One lesson retirement plan service providers learn quickly is that each plan is different—with different demographics, levels of employer commitment and amount of groundwork done. But as Verdeyen observes, keeping fees down is pivotal for all plans.
“Plan governance and plan menu design are also big areas to focus on because good governance is key for proper plan oversight,” she adds, “and plan design drives participant behavior.”
She says advisers should also generally encourage plan sponsor clients to revisit how their participants’ portfolios break down, based on their age, and do a full plan re-enrollment, moving non-responding participants into the plan’s qualified default investment alternative (QDIA), if necessary, she says.
For plan sponsors still unsure about the value of “institutionalizing” their plans, Michael Swann, director of DC strategy for SEI Investments Co., recommends leveraging industry thought leadership to demonstrate how participants’ behavioral tendencies can sabotage their saving habits and how institutionalization could counteract that, increasing the whole retirement program’s effectiveness.
For example, he says, “there have been several studies done that have shown the fewer choices that you offer participants—and just choices in general if you look at behavioral economics—the better decisions people tend to make, from enrolling in the plan to deferring in the plan to how they allocate their money.”
NEXT: Fighting the ‘maintenance mentality’
Swann continues: “With a broader approach and a simplified menu, you might have only two options that are active in U.S. equity—a large cap and maybe a small cap. If you have these two options and they contain both growth and value managers, there’s a lot less temptation to chase performance when you’re only making a strategic decision between two different market caps.”
This simplification—a best practice of institutional plans—encourages participants to think more strategically and longer-term about their allocations, Swann says.
Advisers could also begin with a custom analysis of both replacement income targets and the projected effect on the company’s bottom line if participants need to work past retirement age.
“It really comes down to defining success,” Verdeyen says. Noting that advisers often help their sponsor client define and measure what success means to a plan, she urges them to frame institutionalization as something that can have a measurable improvement on their employees’ ability to successfully retire.
To this end, they can provide data on how institutionalizing the plan can lead to better participant outcomes, in terms of lower fees, improved participant decisionmaking, a more equitable distribution of administrative fees and greater transparency.

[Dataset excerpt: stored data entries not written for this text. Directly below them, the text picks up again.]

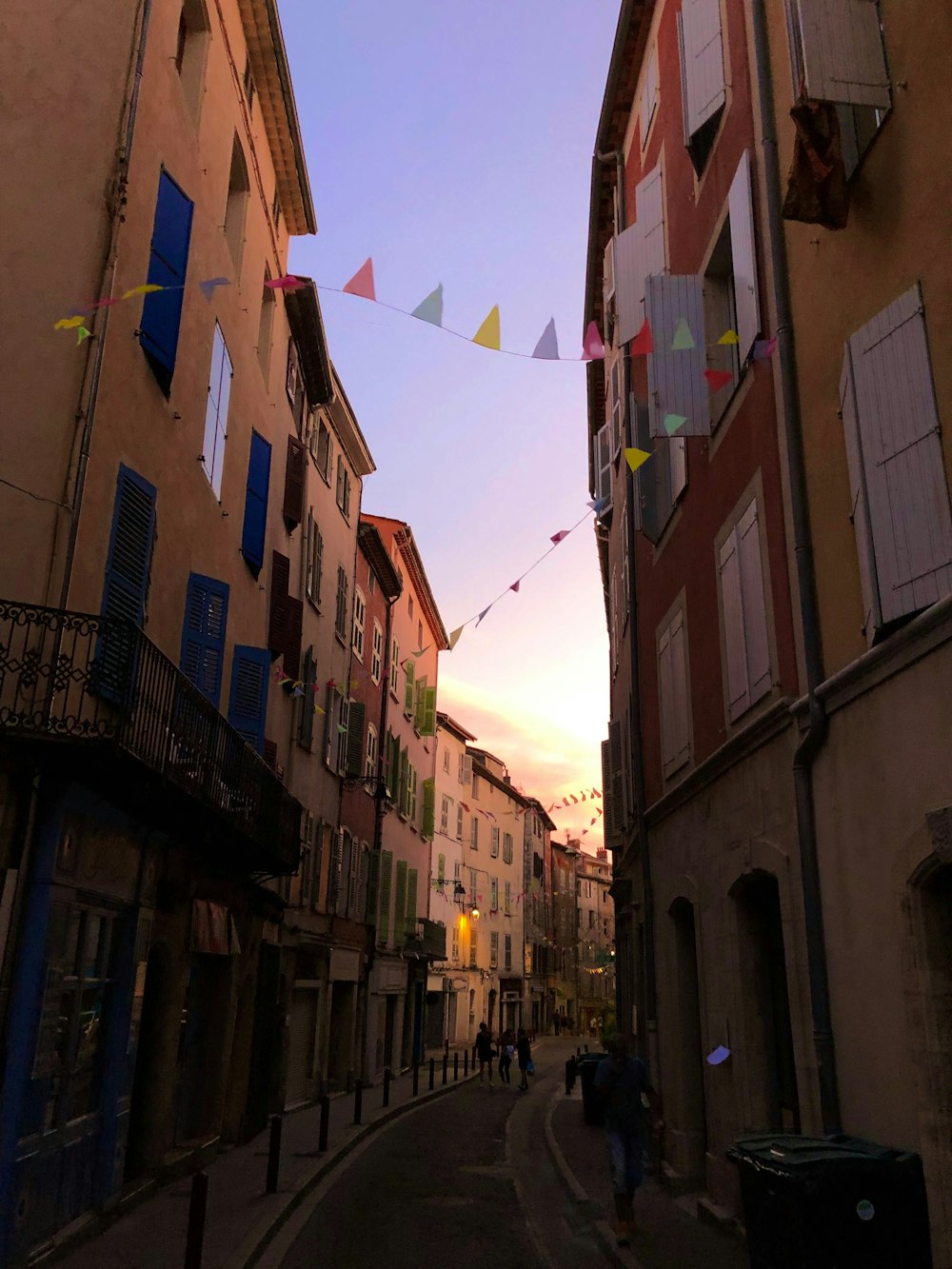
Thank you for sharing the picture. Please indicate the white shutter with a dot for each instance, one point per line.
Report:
(902, 458)
(738, 688)
(843, 54)
(744, 255)
(859, 503)
(704, 61)
(752, 589)
(676, 380)
(628, 283)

Some plan sponsors may just be satisfied with the status quo and resist making this change—either in total or just in part. “Some DC plan sponsors may believe their DC plans are basically good enough,” she says, “and they are content to operate in maintenance mode as opposed to improvement mode. Again, it’s a mindset,” she says.
For the rest, Verdeyen warns against “the maintenance mentality,” wherein plan sponsors will focus on just maintaining changes made so far. “Advisers should encourage their clients to not lose sight of the more strategic decisions, like plan menu design, qualified default investment alternative [QDIA] selection and plan mapping decisions, which can really move the dial when it comes to participant retirement readiness,” she says.